Think of it this way – if you’re building a car, you’d have some critical success factors too.
Let’s say for example:
- The car should move from 0 to 100 seconds in no more than 8 seconds.
- The car engine should have no more than X decibels of sound when idling.
Or similar things like that.
In project management, it’s the same thing (and we’ll go into some examples later).
- Change requests should be investigated and closed down within 5 days.
- Business teams should appoint single point of contact for all project related matters.
Critical success factors should be flashed up whenever you have an opportunity. To senior stakeholders. To ground level operations staff. To your own team members. Use them in “roadshows” about your project.
Because constant reminder of these factors inevitably help your project’s chances of success.
3. Examples of Critical Success Factors
Here are some examples of critical success factors for your reference.
Business teams should appoint single point of contact
for all project related matters. This is very important – often I find that as a project manager, I have to run around all sorts of people in say, the account maintenance team, the trade operations team, etc.
It’s best if each of these teams appoint ONE person who works with me in the project. Any issues to and from the team go through that one person.
The timeline is critical and cannot be moved
. If this is in place as a critical success factor and grilled into the heads of users and stakeholders on day one – well, it would be much easier to get users to accept workarounds if a new system being implemented cannot get certain enhancements in by go-live date.
Those of you who have been in project roles will know exactly what I mean by this. Systems can NEVER be perfect before go-live. But many system users expect them to be so.

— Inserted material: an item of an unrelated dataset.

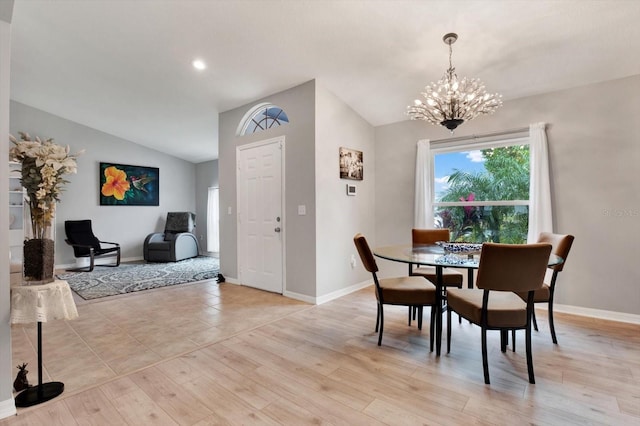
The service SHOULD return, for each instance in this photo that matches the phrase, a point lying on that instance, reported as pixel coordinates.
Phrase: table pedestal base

So what is needed is for this kind of design principle to be grilled into their heads (and their bosses’ heads) from the top management right from the start of the project.
Get basics right before doing complicated enhancements
. Another good critical success factor – when rolling out a system, we need to get the basics right first.
If I can’t even get my account opening page to work, why would I be bothered about complex customer analytics? Better to concentrate on fixing the account opening page so I can get some customers in the door first!
Regular updates between workstreams
. Another critical success factor that’s good to follow. In large projects, there will be many “workstreams”, e.g. requirements, design, development, testing, deployment.
It is critical to the success of the project that these workstreams communicate and update each other regularly.
I made the mistake in my first role as a PM for a core banking project and did not insist on this. The result? All my teams went silo and did their own thing.
In the end, the system launch had to be severely due to the many surprises each team saw towards the testing phase of the project. So, remember to instill this factor into the minds of your teams.
Wrapping Up …
I hope the above has helped you understand that for project charters, a critical success factor is most important for achieving project success.
Define your own list, then take it out there and share it explicitly with the world. The more time you take to run through the critical success factors with others, the greater your chances of success.